Coyote Valley: New Urbanism on a grand scale
ROBERT STEUTEVILLE    JUL. 1, 2004
New urbanists often design infill projects in cities, new neighborhoods in the suburbs, and even create visions for growth on a regional scale. Rarely if ever do they get the opportunity to design a medium-sized city from scratch. That was essentially the task of WRT/Solomon E.T.C. in creating a plan for Coyote Valley, an agricultural area on the outskirts of San Jose.
Just 13 miles south of downtown, Coyote Valley has remained mostly undeveloped because it is geographically separated from the city. Part of it lies within the city limits, part is within the city’s urban growth boundary, and another part is designated as permanent open space. This great expanse is now in the path of bulldozers, and planners expect the valley to become home to as many as 80,000 residents and 50,000 jobs.
City zoning calls for this growth to take place in the form of sprawl, according to the WRT/Solomon planners. In 2000, the city helped launch the suburbanization by approving 6.6 million square feet of low-density campus-style office and light-industrial development. “The plan provided neither the homes to accommodate the projected 20,000 new employees nor the public transit to transport them,” WRT/Solomon’s Daniel Solomon and Stephen Hammond write in a recent Urban Land article. The collapse of the high-tech industry put the plans on hold and gave citizens and the city time to consider a new vision.
An alternative plan
WRT/Solomon was hired by the Greenbelt Alliance, funded through the Packard Foundation, to come up with an alternative plan.
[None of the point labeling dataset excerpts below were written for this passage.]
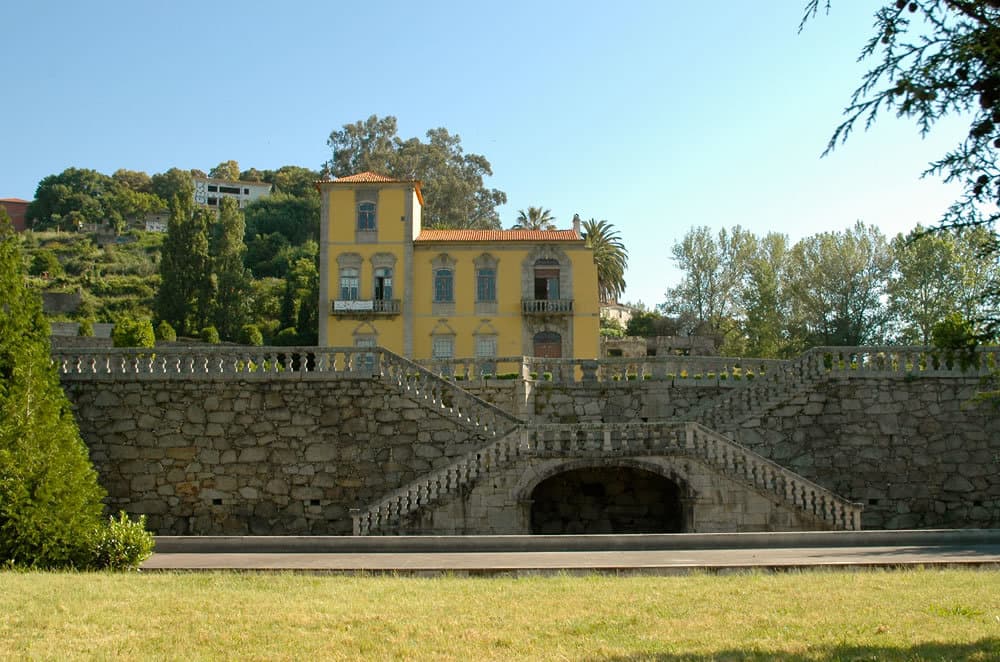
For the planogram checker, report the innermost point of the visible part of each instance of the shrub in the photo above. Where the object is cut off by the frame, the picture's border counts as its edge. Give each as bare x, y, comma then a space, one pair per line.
165, 332
50, 500
45, 262
122, 544
210, 335
287, 337
130, 332
250, 335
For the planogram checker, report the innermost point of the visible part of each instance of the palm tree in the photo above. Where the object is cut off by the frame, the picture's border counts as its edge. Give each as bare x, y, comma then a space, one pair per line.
535, 218
610, 256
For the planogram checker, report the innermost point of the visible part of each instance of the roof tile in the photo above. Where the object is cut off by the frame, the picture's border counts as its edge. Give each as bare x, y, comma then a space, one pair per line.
498, 235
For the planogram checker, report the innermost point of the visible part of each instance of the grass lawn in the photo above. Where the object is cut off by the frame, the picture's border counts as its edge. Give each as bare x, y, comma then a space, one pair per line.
876, 615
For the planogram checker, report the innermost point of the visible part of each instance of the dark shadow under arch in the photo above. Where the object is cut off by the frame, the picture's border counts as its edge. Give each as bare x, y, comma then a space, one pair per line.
616, 499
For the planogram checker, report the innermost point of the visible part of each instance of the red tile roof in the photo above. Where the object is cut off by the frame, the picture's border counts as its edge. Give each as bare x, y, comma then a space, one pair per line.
498, 235
367, 178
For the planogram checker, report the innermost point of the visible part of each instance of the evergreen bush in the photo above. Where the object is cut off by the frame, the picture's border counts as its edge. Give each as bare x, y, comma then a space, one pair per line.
165, 332
121, 544
131, 332
50, 500
210, 335
250, 335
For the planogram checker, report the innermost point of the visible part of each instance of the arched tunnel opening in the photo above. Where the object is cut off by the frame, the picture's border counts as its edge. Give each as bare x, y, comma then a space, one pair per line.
606, 500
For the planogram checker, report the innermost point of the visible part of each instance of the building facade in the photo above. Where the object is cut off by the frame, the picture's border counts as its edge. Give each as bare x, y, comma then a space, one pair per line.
440, 294
208, 192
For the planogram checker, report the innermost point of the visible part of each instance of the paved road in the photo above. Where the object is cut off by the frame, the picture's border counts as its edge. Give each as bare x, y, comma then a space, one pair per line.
674, 561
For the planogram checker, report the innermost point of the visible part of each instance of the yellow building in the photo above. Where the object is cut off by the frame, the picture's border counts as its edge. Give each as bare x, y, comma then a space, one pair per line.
448, 293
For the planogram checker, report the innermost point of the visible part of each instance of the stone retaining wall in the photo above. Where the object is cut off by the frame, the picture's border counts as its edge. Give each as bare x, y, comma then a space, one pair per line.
280, 457
918, 452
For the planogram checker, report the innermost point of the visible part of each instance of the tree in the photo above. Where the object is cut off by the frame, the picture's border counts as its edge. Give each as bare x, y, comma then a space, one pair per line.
73, 196
50, 500
174, 183
295, 218
535, 218
935, 58
134, 180
232, 279
764, 298
925, 285
294, 181
454, 193
836, 284
130, 332
714, 267
610, 256
226, 170
185, 269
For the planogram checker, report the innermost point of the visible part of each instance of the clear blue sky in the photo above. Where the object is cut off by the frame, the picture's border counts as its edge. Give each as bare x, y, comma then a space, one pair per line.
656, 116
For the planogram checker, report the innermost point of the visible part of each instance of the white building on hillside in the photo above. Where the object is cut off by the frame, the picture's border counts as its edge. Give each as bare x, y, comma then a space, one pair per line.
208, 192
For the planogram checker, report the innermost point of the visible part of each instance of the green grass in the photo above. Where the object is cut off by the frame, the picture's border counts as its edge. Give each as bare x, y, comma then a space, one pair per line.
901, 615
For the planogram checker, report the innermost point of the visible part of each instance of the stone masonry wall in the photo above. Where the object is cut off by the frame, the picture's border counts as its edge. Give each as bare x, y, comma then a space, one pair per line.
500, 504
919, 453
257, 457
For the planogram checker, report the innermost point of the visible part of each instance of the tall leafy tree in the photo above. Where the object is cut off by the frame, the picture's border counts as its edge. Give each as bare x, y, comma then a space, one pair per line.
232, 279
836, 283
76, 195
714, 266
926, 283
174, 183
764, 298
295, 218
455, 194
226, 170
535, 218
50, 500
185, 293
610, 256
931, 59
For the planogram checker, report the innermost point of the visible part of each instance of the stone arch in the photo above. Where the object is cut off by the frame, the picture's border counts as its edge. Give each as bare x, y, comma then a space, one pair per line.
623, 495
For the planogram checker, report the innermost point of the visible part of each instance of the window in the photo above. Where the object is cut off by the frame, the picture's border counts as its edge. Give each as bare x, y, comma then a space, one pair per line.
546, 279
349, 284
366, 217
383, 283
486, 347
486, 285
444, 347
443, 286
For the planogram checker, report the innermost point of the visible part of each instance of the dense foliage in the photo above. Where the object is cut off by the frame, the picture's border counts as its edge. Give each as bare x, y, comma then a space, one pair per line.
50, 501
762, 297
932, 59
455, 194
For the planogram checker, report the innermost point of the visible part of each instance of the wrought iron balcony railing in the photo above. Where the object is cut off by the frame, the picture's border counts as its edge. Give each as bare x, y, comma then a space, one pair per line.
364, 307
547, 306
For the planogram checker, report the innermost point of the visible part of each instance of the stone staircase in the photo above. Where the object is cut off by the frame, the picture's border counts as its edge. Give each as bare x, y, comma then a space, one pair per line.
692, 440
444, 396
799, 376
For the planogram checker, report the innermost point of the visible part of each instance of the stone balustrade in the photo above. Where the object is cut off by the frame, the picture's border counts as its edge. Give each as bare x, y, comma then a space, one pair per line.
790, 377
421, 383
609, 440
217, 362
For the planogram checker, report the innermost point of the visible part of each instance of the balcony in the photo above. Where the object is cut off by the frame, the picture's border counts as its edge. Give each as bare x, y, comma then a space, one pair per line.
365, 308
547, 306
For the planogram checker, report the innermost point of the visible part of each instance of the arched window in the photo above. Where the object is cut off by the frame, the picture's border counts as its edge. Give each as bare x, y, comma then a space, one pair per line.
349, 283
444, 290
383, 284
546, 279
366, 217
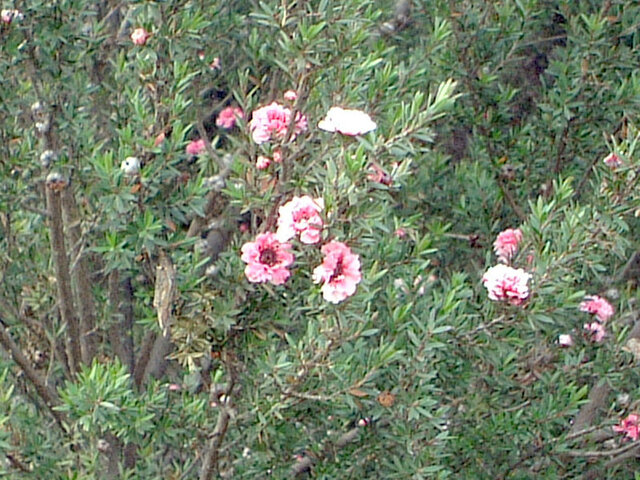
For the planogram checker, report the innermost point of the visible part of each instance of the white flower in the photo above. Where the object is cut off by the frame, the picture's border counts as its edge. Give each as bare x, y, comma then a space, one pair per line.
130, 166
347, 122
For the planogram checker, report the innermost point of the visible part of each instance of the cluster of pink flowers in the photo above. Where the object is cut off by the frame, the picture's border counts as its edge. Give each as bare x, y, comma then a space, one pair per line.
140, 36
505, 283
612, 160
228, 116
268, 256
267, 259
263, 162
629, 426
339, 272
273, 121
598, 306
301, 216
506, 244
602, 310
196, 147
347, 122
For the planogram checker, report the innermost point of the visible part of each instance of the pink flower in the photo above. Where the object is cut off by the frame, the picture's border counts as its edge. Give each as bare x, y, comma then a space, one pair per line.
506, 283
227, 117
159, 139
629, 426
596, 329
301, 215
196, 147
273, 121
612, 160
347, 122
262, 162
216, 64
506, 244
7, 16
140, 36
267, 259
597, 305
379, 175
565, 340
340, 272
290, 95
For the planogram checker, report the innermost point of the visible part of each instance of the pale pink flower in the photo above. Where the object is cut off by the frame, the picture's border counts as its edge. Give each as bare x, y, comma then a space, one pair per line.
262, 162
140, 36
290, 95
612, 160
301, 215
195, 147
340, 272
507, 283
379, 175
7, 16
273, 121
598, 306
267, 259
227, 117
347, 122
159, 139
596, 329
216, 64
506, 244
565, 340
629, 426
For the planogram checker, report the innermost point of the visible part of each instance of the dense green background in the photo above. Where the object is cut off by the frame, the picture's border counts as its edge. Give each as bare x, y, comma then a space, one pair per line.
491, 114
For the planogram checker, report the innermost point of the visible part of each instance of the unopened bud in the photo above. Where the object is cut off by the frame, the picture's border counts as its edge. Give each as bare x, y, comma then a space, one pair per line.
47, 158
130, 166
56, 182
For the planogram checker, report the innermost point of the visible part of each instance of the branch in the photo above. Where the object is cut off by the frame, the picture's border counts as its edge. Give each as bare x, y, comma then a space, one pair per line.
80, 279
46, 393
55, 183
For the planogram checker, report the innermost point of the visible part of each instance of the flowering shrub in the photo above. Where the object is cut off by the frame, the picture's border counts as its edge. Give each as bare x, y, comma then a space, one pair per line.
286, 302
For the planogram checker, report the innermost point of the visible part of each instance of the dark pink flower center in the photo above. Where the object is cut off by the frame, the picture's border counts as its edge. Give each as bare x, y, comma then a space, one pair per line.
337, 272
268, 256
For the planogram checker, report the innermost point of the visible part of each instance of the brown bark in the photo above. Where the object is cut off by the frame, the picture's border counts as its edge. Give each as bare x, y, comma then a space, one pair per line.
55, 184
80, 278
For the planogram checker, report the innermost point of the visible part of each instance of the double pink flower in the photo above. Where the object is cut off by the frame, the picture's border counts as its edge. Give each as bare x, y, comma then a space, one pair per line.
273, 121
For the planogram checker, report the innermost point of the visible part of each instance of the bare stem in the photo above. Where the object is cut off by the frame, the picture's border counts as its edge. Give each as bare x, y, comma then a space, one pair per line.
63, 276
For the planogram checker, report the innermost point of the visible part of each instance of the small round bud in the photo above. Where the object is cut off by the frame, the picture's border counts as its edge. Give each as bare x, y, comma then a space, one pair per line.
37, 108
103, 446
130, 166
43, 126
47, 158
56, 182
214, 183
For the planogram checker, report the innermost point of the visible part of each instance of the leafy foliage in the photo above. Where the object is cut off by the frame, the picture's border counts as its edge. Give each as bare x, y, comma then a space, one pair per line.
490, 115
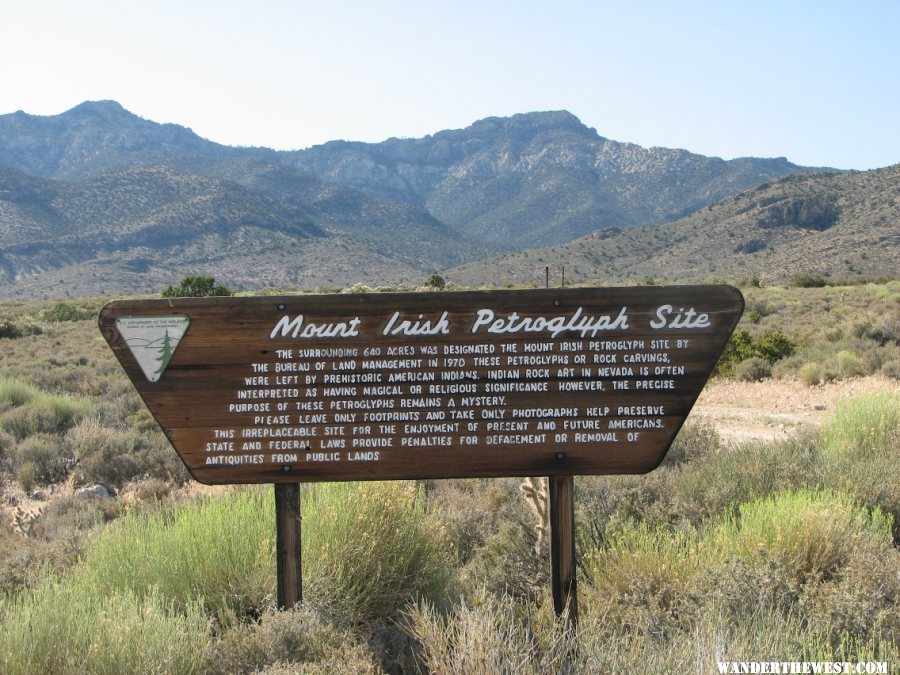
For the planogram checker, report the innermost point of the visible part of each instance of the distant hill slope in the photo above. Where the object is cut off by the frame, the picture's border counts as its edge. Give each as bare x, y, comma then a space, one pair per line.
538, 178
842, 226
98, 194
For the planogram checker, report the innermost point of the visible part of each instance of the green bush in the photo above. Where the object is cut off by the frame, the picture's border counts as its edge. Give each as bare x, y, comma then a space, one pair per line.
861, 450
218, 550
63, 311
753, 369
808, 280
810, 374
291, 638
76, 628
39, 461
771, 346
196, 286
848, 364
14, 393
44, 414
490, 636
435, 281
12, 330
113, 457
812, 533
370, 548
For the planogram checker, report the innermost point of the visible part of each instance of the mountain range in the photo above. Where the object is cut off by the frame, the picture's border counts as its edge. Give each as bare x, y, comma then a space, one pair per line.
97, 200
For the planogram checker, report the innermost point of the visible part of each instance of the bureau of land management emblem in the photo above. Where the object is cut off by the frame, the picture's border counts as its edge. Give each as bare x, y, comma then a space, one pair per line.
153, 340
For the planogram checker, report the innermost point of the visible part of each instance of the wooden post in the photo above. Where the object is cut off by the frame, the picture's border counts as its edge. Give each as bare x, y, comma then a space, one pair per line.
287, 545
562, 548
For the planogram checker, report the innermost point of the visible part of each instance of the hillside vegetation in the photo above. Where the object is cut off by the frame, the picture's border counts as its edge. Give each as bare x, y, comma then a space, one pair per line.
98, 200
783, 550
838, 226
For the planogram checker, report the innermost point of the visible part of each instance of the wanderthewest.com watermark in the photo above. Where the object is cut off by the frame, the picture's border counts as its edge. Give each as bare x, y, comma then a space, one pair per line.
790, 667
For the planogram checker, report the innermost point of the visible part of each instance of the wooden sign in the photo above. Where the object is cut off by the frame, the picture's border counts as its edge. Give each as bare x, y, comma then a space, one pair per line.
423, 385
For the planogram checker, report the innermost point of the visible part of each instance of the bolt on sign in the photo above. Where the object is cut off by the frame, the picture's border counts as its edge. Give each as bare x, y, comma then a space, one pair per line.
423, 385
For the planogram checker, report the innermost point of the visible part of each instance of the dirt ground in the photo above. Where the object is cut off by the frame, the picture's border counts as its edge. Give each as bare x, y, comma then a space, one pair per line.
771, 409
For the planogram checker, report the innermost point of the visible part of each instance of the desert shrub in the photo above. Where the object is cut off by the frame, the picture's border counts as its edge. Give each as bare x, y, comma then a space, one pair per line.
12, 329
774, 345
696, 440
70, 517
848, 364
15, 393
861, 450
369, 548
44, 414
196, 286
291, 639
64, 627
891, 369
643, 575
753, 369
605, 647
738, 473
38, 460
771, 346
810, 374
862, 599
508, 564
435, 281
808, 280
470, 511
64, 311
219, 550
7, 446
490, 635
812, 533
113, 456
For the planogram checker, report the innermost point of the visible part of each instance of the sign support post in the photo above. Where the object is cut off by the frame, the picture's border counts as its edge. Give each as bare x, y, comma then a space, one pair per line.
406, 386
287, 544
561, 495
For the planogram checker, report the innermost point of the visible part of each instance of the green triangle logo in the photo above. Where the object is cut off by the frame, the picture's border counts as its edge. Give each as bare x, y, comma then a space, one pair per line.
153, 340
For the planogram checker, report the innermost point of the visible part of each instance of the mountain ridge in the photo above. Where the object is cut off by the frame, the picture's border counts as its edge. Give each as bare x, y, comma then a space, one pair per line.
98, 192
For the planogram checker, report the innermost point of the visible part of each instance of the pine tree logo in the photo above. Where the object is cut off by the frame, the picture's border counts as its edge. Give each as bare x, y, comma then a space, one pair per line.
153, 340
165, 355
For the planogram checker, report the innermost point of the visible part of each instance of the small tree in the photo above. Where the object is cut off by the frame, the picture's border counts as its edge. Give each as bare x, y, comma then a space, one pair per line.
196, 286
435, 281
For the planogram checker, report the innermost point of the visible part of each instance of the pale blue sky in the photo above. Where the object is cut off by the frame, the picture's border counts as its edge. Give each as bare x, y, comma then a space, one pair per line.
817, 82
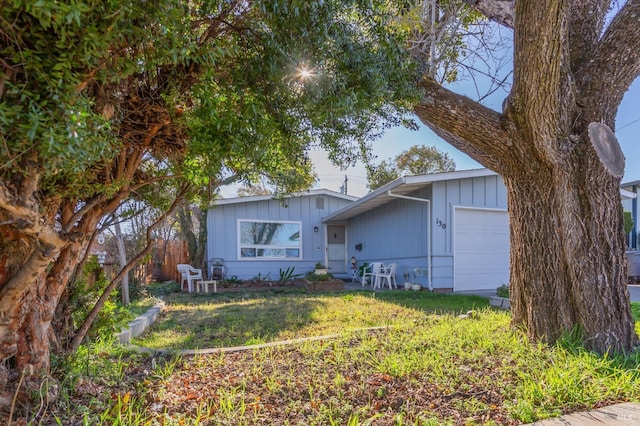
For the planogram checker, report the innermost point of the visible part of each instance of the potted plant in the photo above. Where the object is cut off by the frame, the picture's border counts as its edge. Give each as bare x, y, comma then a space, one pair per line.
407, 283
321, 269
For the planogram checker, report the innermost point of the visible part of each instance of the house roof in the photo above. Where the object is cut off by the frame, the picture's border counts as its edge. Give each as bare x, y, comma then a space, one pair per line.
326, 192
401, 186
408, 184
632, 183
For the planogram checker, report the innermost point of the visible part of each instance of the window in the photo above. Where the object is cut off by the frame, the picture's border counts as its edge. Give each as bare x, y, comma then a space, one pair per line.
269, 240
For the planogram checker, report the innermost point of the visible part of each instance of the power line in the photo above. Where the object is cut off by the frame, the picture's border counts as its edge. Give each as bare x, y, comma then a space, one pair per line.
628, 124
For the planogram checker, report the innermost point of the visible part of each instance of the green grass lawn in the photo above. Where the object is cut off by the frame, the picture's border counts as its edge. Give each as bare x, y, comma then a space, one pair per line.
424, 369
206, 321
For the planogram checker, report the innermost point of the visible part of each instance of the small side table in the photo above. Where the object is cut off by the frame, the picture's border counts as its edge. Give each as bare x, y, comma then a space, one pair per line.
204, 285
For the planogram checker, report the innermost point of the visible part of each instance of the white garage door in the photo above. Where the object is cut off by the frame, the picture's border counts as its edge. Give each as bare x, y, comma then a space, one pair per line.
481, 249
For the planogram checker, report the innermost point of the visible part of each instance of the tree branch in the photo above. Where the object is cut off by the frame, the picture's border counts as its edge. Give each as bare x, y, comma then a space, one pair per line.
538, 97
499, 11
465, 124
84, 328
615, 63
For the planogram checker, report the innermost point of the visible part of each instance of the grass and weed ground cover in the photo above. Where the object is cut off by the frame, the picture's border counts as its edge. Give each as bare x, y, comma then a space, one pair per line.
428, 370
233, 319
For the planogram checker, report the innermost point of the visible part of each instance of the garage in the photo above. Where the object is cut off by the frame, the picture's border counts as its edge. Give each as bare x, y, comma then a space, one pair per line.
481, 249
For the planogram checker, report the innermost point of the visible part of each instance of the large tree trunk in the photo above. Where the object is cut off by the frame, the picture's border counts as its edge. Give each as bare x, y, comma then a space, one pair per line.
567, 259
561, 163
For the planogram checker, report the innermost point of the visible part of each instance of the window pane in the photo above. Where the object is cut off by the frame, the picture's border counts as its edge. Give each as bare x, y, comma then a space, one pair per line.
293, 252
269, 233
248, 252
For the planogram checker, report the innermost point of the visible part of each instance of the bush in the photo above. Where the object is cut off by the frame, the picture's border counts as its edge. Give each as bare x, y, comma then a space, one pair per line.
503, 291
313, 277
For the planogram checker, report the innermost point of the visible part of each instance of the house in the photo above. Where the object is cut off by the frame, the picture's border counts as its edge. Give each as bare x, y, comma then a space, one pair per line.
452, 228
259, 236
447, 231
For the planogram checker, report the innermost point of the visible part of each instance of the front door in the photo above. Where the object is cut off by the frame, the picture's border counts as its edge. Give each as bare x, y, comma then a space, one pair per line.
336, 249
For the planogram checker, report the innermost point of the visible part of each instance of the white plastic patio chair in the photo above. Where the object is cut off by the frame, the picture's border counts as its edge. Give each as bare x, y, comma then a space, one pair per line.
372, 273
190, 275
388, 274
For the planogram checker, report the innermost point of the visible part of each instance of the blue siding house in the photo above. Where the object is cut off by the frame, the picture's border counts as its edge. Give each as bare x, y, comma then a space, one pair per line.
448, 231
259, 235
630, 192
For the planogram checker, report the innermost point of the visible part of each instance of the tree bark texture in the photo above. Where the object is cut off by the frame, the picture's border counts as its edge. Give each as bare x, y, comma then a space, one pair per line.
568, 263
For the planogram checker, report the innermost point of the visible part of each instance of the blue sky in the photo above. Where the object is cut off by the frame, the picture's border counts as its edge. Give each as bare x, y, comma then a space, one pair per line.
397, 140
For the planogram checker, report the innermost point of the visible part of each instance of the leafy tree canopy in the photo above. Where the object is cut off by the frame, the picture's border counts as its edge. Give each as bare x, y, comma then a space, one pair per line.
417, 160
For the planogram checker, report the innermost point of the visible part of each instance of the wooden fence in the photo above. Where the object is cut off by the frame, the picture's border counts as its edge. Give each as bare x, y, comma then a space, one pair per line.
165, 268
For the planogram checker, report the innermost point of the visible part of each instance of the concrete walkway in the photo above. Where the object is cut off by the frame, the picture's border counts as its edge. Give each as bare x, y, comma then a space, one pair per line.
627, 414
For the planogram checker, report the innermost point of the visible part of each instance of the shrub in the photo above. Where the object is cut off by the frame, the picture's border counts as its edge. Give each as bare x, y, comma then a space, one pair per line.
503, 291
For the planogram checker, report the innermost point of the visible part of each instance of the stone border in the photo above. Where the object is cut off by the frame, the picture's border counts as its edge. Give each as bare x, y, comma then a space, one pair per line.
500, 302
250, 347
140, 324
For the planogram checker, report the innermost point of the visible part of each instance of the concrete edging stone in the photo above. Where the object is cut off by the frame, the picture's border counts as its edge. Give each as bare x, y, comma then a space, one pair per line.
140, 324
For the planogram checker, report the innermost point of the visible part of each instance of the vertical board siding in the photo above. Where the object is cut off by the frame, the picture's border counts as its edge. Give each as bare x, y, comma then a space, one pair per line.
395, 232
481, 192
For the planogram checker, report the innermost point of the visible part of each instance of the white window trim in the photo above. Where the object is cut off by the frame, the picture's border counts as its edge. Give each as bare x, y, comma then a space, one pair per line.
262, 246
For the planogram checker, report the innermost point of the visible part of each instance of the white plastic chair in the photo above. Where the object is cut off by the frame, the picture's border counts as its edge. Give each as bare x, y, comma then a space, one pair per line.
190, 275
388, 273
372, 271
That effort produced “Getting it Right, a Vision for Coyote Valley,” which won a national AIA Honor Award this year. “Getting it Right” represents something of a departure for the environmental movement because it goes beyond the usual opposition to development by offering instead a highly specific vision for growth. For new urbanists at WRT/Solomon, this assignment was a unique opportunity to do detailed planning on a grand scale.
The planners set aside a third of the valley to remain in agricultural use and another third to be preserved as natural areas and parks. That left approximately 2,300 acres to be intensely developed to meet the city’s jobs and housing goals. The plan calls for a downtown core with high-rise buildings, and also calls for six neighborhood centers, employment districts, parks, schools, civic buildings, residential areas, and riparian corridors. The integrated street network devises 500-foot by 750-foot superblocks that can be further subdivided into smaller, more pedestrian-scale blocks (in some areas, such as school sites and employment districts, the larger blocks would be kept intact). Street types are carefully designed and designated to ensure that if the plan is followed, pedestrians and bicyclists will be on equal footing with automobiles. Additionally, “All uses incorporated in the plan are configured as street-defining perimeter blocks,” according to Solomon and Hammond.
The immense scale of the plan offers advantages and disadvantages. On the plus side, the planners were able to preserve natural features like riparian corridors throughout the valley. On the negative side, planning for realistic staging of development is difficult at this scale. One puzzling issue is how to create high-density downtown when the market cannot support it initially. “The plan addresses this … conundrum by providing interim lower density zoning on key sites in the centers, and then ‘sunsetting’ the zoning in favor of mandatory higher densities as the market and development patterns are established,” Solomon and Hammond write.
The WRT/Solomon plan has no backing from a developer and likely will never be built in its current form, but it has had a significant impact on public policy. The city hired a planning team, headed by the Dahlin Group and including landscape architect Ken Kay, to create a new plan for Coyote Valley. Form-based code expert Paul Crawford is also expected to participate. New Urbanism is apparently providing the framework for that plan. Even if a great plan is ultimately encoded into law, there are significant challenges ahead, not the least of which is getting the cooperation of 177 landowners in the development area. “If Coyote succeeds at the scale at which it is envisioned, it will become a national model — and a breakthrough in the Bay Area,” writes Barbara Marshman, associate editor at the San Jose Mercury News.